Credit www.jawapos.com
Menyoal “Khilafah” yang tak kunjung-kunjung selesai. Terlebih munculnya ajaran khilafah di buku terbitan Kemenag, membuatnya semakin seksi saja. Meskipun kalau ditelaah lagi, Buku Fikih MA kelas XII itu, isinya juga tidak fundamentalis banget, pun tidak condong kepada ideologi tertentu, semacam HTI. Kerapkali kita -terutama pegiat organ pelajar- meraba-raba soal gerakan Islamis ini, me-nyinyiri setiap waktu dan pada akhirnya puas, seperti melampiaskan dendam. Namun jarang mengkajinya atau bahkan belum sama sekali.

Justru kita lebih gemar mengamini doktrin lama, kalau tidak mau dikatakan menjemukan. Seperti mencapnya dengan istilah “kelompok garis keras”, tanpa kita tahu sekeras apa, ataupun “Islam Radikal” yang jangan-jangan malah “dangkal”.

Sebuah Oto-Kritik
Ada sebuah oto-kritik dalam sebuah diskusi “Spirit Berorganisasi KH Wahab Hasbullah” silam oleh PC IPNU IPPNU Bojonegoro. Pemateri tiba-tiba menegaskan kalau, “selama ini kita masih mengatakan yang paling benar adalah pendapat kita. Kalau meyakini benar itu harus, tapi kalau mengatakan yang paling benar itu kita, tunggu dulu.” Adalah, jangan terlalu buru-buru merasa benar, sebelum menganalisa sejauh mana pemahaman kita sendiri. Manakala kita menganggap mereka sangat fanatik, berapi-api membela Islam dan menggemakan khilafah.

Dan kalau kita juga seringkali menjargonkan “NKRI Harga Mati” yang tanpa kita sadari sama fanatisnya, sama-sama membabi buta. Maka perlulah menelaah manaqib KH Wahab Hasbullah kembali, sebagai khazanah semangat gerakan yang pernah menyala-nyala pada zamannya. Karena sejarah merupakan lentera yang menerangi jalan menuju hari-hari depan, maka betapa pentingnya menarasikannya dengan semangat kekinian.

Kiai Wahab muda
Sesosok dari kaum sarungan yang demam berorganisasi, adalah Kiai Wahab Hasbullah, yang telah melampaui pada eranya, bahwa kalangan pesantren dikenal kolot, apatis pada nilai-nilai moderen, lebih-lebih soal organisasi.

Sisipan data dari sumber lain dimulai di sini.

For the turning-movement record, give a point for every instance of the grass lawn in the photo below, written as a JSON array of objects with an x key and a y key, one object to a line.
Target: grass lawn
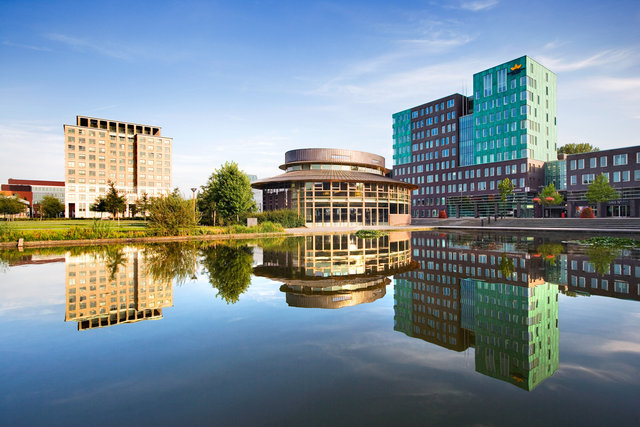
[{"x": 125, "y": 225}]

Kiai Wahab muda menjadi santri kelana di tujuh pesantren di Jawa Timur dan Jawa Tengah, hingga memperdalam kajian keislaman ke Mekkah. Mula-mula di sana ia mendirikan cabang Serikat Islam bersama kiai-kiai tradisional, seperti Kiai Asnawi Kudus. Begitu pulang ia tak kunjung ke Tambakberas, membantu dipesantren ayahnya, Kiai Chasbullah. Mbah Wahab muda lebih memilih tinggal di Surabaya, untuk sekali lagi, berorganisasi.

Watak kehidupan pesantren yang rutin dan sunyi barangkali kurang menarik minat bagi jiwa Kiai Wahab yang energik dan ambisius (Tradisionalime Radikal, 1997). Ia merasa lebih cocok dengan iklim perkotaan, Surabaya, yang kosmopolit, yang menjadi kawasan pergerakan SI dan ISDV (organisasi sosial demokrat) yang beraliran kiri. Sehingga ia kerap bersinggungan dengan Agus Salim, Ki Hajar Dewantara, Musso, Alimin, Sukarno, dan Sneevlit – jajaran tokoh yang sering berkumpul ataupun indekos di rumah HOS. Cokroaminoto.

Tahun 1916, setahun setelah sekembalinya dari tanah suci, mula-mula ia mendirikan Nahdlatul Wathan (Kebangkitan Tanah Air) bersama Kiai Mas Mansyur, sebagai sekolah kebangsaan untuk menyadarkan pribumi. Lalu selang dua tahun, 1918, ia mendirikan pula Nahdlatut Tujjar (Kebangkitan Pedagang) yang menaungi pedagang-pedagang kecil di lingkup Surabaya-Jombang.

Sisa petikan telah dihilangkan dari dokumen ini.